Lee Ranaldo, former guitarist of Sonic Youth, put on a captivating performance at Union Sound Hall in Winnipeg.
The Union Sound Hall was transformed into a mad scientist laboratory mixing up a concoction of atonal sounds and experimental music, on the evening of January 27, 2014. That’s when Lee Ranaldo, former guitarist of Sonic Youth, was in town playing with local avant garde musicians Greg Hanec, Rob Menard, Kelly Castle, and Steve Pennicook.
Sonic Youth was very popular in the New York underground experimental scene in the early eighties. Known for their feed-back-fueled left-field improvisations and alternative tunings (partly due to the fact that they started out playing very cheap guitars), Sonic Youth were influenced by such bands as Patti Smith, Wire, Public Image Limited, The Stooges, Minor Threat, John Cage, Henry Cowell, Glenn Branca, Brigitte Fontaine and The Fall.
They did covers of the Kinks (Victoria) and The Carpenters (Superstar on tribute album ‘If I Were a Carpenter’).
Animated on ‘The Simpson’s’ for the Homerpalooza episode in 1996, it was the first time outside musicians performed the theme song for the end credits.
Rolling Stone magazine ranked Ranaldo #33 on it’s greatest guitarists of all-time list in 2004. In 2005, their 1988 double album, Daydream Nation, was one of fifty albums added to the National Recording Registry.
The band disbanded after 30 years together due to the breakup of Thurston Moore and Kim Gordon, when Lee announced on Nov. 28, 2011 that Sonic Youth “are ending for a while.”
Since Sonic Youth, Lee has kept busy as a musician, poet and artist (sometimes collaborating with his wife). His latest project is with the band The Dust with Steve Shelley (SY drummer 1985-2011), Alan Licht, and Tim Luntzel. They released an album, ‘Last Night on Earth’ last year. Lee, his wife and children make frequent visits to Winnipeg to visit her family here.
With some beautiful images (courtesy of Lee’s wife, former Winnipegger, experimental artist Leah Singer) on a large video screen, Lee entered the packed room clutching his feeding back distorted guitar and created a semicircle at the front of the audience around the playing area. He then proceeded to suspend the guitar from a rope hanging from the ceiling. He started banging on the guitar with a drum stick and playing it with a violin bow. At this point he started spinning it around in a 12 foot radius just inches away from the faces of eager fans.

The performance included the projection of images created by Ranaldo’s wife and former Winnipegger, Leah Singer.
Things got a little more strange when Greg Hanec entered the room scraping pot lids across the floor. Lee would hit the guitar as it swung around and elicit wailing sounds out of it.
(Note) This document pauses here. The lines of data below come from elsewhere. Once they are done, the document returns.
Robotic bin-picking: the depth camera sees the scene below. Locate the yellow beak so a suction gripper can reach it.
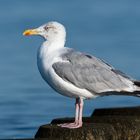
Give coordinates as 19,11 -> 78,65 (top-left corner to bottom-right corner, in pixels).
23,29 -> 39,36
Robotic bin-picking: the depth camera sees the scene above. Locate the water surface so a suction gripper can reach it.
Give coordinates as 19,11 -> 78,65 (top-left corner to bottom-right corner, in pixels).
0,0 -> 140,138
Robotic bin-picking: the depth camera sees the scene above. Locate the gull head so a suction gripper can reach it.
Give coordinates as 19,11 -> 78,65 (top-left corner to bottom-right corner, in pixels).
23,21 -> 66,41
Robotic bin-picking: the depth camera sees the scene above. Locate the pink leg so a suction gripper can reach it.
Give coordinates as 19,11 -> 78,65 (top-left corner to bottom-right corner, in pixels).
59,98 -> 83,128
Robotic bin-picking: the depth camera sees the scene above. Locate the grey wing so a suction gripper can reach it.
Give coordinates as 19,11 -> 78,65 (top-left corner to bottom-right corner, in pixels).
52,51 -> 131,93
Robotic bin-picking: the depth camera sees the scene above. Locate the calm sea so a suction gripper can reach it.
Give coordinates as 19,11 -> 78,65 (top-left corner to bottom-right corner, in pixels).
0,0 -> 140,138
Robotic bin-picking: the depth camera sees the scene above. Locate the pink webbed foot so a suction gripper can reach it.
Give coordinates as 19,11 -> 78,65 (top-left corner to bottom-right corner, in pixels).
58,99 -> 83,129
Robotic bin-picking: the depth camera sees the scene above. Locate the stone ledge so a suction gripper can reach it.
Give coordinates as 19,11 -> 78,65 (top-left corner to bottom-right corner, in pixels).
35,107 -> 140,140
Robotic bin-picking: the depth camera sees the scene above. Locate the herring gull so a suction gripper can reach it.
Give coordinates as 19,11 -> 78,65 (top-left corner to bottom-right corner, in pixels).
23,21 -> 140,128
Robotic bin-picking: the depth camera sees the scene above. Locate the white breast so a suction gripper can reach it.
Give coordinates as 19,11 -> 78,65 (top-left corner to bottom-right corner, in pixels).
37,44 -> 95,98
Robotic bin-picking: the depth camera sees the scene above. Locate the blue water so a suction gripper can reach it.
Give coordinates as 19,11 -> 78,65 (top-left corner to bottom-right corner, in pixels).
0,0 -> 140,138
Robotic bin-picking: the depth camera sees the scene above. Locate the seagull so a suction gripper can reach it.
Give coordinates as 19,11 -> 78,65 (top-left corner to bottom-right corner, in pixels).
23,21 -> 140,129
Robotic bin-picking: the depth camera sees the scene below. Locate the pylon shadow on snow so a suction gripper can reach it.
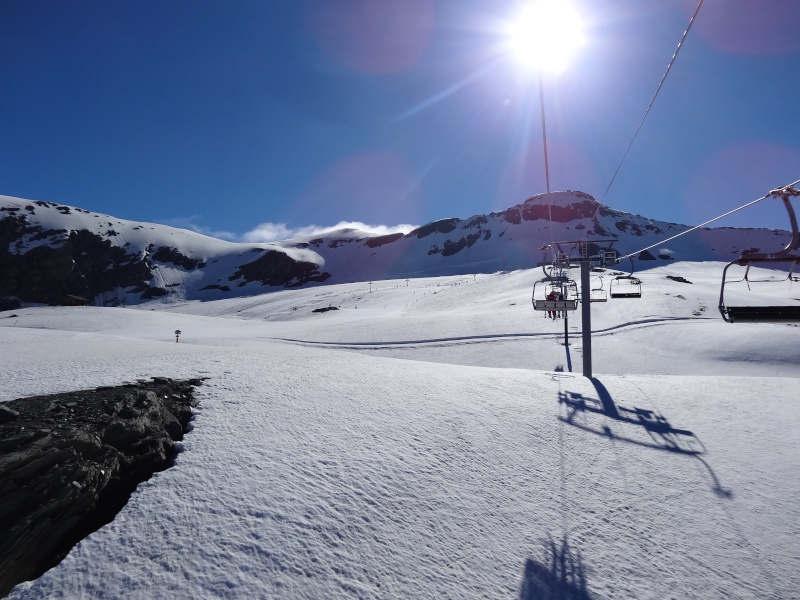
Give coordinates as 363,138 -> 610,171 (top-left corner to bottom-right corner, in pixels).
519,536 -> 592,600
558,378 -> 733,498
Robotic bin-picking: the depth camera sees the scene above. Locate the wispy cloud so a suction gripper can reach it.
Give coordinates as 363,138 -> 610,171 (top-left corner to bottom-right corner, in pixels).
164,215 -> 418,244
164,215 -> 239,242
241,221 -> 417,243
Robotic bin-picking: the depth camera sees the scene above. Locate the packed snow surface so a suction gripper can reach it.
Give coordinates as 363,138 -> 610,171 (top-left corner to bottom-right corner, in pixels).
0,263 -> 800,599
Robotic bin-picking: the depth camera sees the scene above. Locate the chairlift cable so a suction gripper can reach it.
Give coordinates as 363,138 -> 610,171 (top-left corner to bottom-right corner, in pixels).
592,0 -> 704,219
539,71 -> 553,247
618,179 -> 800,260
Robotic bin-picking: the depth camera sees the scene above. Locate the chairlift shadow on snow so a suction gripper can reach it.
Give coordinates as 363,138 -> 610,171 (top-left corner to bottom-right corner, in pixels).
519,536 -> 592,600
558,377 -> 733,499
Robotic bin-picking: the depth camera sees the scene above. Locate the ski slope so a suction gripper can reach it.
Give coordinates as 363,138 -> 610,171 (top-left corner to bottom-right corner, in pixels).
0,263 -> 800,600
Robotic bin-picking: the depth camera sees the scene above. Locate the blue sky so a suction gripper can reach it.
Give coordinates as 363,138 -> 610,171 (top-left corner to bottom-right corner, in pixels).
0,0 -> 800,239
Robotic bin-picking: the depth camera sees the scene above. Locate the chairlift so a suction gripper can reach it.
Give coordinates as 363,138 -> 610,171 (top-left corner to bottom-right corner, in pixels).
719,186 -> 800,323
531,275 -> 578,312
609,275 -> 642,298
589,277 -> 608,302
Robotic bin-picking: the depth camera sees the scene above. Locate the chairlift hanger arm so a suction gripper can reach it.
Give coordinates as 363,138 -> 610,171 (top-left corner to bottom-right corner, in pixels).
619,179 -> 800,260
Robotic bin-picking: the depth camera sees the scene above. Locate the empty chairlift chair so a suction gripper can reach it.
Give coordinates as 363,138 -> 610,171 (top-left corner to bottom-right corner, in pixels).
719,186 -> 800,323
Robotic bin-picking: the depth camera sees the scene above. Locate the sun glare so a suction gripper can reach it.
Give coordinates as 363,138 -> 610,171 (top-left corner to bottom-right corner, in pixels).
509,0 -> 584,73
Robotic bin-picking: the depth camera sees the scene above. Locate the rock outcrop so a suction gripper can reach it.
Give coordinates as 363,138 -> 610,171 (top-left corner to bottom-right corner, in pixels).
0,377 -> 202,596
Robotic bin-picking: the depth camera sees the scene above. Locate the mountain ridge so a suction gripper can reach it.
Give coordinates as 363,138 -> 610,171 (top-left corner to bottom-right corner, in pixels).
0,190 -> 789,310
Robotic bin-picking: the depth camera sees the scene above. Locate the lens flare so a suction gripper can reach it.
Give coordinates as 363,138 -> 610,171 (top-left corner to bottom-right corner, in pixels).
509,0 -> 585,73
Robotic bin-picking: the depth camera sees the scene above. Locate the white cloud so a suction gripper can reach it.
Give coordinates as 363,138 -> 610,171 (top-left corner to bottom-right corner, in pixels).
241,221 -> 417,243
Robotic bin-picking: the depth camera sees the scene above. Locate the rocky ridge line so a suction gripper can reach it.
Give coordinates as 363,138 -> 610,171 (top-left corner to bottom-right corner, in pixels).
0,377 -> 202,596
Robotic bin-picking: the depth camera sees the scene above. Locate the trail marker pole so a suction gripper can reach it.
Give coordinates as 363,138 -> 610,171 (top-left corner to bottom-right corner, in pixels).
581,260 -> 592,379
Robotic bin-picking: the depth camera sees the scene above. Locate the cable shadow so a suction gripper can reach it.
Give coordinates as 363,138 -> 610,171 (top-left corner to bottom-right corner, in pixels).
558,378 -> 733,499
519,536 -> 592,600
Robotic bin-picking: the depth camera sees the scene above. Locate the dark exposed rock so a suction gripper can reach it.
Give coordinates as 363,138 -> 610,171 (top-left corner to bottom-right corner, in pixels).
520,196 -> 597,223
500,207 -> 522,225
366,233 -> 403,248
639,250 -> 656,260
200,283 -> 231,292
141,287 -> 167,300
442,231 -> 481,256
152,246 -> 200,271
0,378 -> 202,596
408,218 -> 458,239
228,248 -> 330,287
0,215 -> 151,310
464,215 -> 489,229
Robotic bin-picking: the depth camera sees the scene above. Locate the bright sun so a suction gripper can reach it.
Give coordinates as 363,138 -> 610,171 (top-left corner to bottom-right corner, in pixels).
509,0 -> 584,73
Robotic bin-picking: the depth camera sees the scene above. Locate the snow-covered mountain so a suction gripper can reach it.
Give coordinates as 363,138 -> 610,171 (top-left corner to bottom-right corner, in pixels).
0,191 -> 789,310
0,264 -> 800,600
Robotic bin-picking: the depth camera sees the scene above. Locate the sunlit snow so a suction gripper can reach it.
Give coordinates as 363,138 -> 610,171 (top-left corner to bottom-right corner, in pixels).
0,262 -> 800,600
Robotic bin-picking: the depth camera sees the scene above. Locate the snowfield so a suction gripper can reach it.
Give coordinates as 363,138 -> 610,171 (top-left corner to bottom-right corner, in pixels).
0,262 -> 800,600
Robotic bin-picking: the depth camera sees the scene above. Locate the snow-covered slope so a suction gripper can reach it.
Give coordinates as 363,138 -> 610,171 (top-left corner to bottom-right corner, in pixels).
0,191 -> 789,308
0,262 -> 800,600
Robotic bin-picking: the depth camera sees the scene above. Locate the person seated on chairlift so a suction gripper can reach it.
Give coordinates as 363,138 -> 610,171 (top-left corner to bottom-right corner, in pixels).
545,292 -> 556,319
Then Kelly and Steve started in on their percussion and cymbals on the left side of the room.
On the right side of the room, Rob Menard, hidden amidst the crowd, joined the melee on guitar, making sounds reminiscent of his former experimental band Absent Sound. Once in a while a large bass drum near Rob would boom.
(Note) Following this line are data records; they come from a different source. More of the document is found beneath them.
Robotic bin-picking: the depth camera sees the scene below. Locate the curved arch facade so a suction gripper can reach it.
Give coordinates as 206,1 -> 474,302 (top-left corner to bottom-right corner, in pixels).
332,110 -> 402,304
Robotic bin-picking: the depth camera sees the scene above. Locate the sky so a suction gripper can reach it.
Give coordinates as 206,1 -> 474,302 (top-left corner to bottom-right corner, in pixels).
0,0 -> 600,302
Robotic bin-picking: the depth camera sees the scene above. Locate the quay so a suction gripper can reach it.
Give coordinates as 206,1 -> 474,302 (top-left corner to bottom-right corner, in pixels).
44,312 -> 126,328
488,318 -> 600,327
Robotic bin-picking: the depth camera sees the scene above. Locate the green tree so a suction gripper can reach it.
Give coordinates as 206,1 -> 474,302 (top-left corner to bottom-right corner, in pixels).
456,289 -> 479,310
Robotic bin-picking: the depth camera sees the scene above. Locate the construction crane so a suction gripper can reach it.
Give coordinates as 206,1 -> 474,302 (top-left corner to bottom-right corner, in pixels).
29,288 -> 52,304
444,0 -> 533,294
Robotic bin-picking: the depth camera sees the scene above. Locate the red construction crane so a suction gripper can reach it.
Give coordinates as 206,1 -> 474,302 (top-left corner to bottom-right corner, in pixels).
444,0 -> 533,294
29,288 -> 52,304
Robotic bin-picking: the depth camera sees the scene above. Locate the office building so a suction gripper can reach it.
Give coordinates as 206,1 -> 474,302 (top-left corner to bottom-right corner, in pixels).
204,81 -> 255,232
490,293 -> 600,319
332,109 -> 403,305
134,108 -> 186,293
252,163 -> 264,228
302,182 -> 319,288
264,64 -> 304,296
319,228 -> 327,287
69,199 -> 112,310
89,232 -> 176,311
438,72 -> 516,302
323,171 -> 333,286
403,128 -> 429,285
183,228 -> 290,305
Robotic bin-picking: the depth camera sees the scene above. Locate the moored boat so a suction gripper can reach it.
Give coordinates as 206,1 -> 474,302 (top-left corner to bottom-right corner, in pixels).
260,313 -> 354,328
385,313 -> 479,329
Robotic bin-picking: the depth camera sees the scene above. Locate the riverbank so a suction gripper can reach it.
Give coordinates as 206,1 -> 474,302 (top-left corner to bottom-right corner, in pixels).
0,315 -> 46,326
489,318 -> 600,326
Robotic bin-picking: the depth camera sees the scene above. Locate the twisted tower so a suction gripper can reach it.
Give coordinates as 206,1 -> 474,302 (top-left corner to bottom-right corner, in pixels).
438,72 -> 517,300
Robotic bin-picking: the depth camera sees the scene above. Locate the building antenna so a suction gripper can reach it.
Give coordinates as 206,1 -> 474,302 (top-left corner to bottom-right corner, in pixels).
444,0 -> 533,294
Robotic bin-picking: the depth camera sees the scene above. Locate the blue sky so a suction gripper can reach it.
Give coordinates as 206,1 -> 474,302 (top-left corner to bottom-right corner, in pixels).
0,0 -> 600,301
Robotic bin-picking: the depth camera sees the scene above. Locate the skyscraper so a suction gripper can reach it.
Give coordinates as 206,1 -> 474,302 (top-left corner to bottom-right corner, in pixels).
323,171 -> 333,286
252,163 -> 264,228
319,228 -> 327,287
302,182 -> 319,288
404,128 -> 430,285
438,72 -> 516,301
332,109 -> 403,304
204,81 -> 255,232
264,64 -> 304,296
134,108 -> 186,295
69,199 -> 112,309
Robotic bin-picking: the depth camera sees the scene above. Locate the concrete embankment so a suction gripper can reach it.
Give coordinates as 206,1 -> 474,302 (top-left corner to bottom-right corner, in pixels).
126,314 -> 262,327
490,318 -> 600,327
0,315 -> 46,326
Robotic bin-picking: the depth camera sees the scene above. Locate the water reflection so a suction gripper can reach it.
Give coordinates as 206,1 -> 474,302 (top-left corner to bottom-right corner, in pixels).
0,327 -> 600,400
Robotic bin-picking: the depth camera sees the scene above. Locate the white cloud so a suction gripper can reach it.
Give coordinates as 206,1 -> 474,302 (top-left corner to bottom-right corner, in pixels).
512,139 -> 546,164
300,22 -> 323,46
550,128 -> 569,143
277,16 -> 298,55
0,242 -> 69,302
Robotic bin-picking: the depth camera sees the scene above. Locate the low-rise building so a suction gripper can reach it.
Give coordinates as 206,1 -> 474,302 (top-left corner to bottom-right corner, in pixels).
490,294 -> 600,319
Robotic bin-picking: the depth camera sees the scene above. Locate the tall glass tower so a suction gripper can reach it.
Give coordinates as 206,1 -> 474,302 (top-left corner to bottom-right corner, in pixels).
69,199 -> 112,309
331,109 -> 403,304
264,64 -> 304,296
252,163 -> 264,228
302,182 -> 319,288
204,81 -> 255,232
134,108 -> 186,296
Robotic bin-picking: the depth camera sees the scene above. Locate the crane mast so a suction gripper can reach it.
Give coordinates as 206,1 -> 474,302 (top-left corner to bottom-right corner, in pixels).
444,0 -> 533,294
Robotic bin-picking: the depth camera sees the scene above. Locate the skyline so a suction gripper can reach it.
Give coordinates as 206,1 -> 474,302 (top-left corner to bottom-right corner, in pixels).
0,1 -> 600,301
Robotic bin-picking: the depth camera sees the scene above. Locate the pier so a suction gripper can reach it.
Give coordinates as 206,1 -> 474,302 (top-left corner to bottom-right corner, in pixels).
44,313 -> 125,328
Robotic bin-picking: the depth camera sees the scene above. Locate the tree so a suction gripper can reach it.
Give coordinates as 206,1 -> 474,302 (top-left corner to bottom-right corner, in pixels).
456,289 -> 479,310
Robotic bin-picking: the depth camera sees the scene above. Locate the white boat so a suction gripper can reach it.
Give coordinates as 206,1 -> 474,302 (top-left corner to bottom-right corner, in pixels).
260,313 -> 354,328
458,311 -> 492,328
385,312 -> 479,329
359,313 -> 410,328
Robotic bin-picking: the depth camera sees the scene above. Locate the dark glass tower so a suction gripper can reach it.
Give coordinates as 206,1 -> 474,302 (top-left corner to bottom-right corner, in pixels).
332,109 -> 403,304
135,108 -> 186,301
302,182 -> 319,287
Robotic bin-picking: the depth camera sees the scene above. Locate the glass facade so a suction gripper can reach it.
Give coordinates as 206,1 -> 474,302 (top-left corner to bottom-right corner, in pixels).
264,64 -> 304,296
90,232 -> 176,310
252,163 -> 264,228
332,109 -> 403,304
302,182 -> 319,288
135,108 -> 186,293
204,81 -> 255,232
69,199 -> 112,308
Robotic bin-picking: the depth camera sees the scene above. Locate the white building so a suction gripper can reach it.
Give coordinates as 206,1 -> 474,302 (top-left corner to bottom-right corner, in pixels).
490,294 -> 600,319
As the guitar kept swinging, Lee and Greg kept themselves busy making sounds with an assortment of cans, bells and other items. Some of the audience members, seated on the floor in the front joined in by keeping time banging their bottles and glasses on the floor.
With his collection of foot pedals and f/x units in the centre of the stage area, Lee would grab the guitar once in a while off the rope and scrape the end of the neck across the floor like it was a divining rod searching for the holy note. Then, that large bass drum boomed again, like a big heartbeat.
Lee and Greg had a violin bow duel at one point with Lee bowing his guitar and Greg bowing a pot lid. Once in a while some bizarre pre-recorded sounds were played through the speakers. Throughout the set there was a sense of chaos, but controlled chaos nonetheless. It was almost like some sort of strange ritual was happening. In fact at one point, one audience member jumped in and finished smashing a can on the floor that Greg had started thrashing. Then he put the can crown on his head while Greg anointed him. It was fifty-five minutes of blissful noise.
The evening started off with Jim Jarmusch (filmmaker) and Phil Kline (both in town as part of the WSO’s New Music Festival where they performed their piece ‘Tesla in New York’ with the Winnipeg Symphony orchestra). The duo created a soundscape soundtrack to some old Thomas Edison black and white films. Two guitars feeding back into each other in stereo with Phil on the left and Jim on the right. What a sight, a truly sonic night!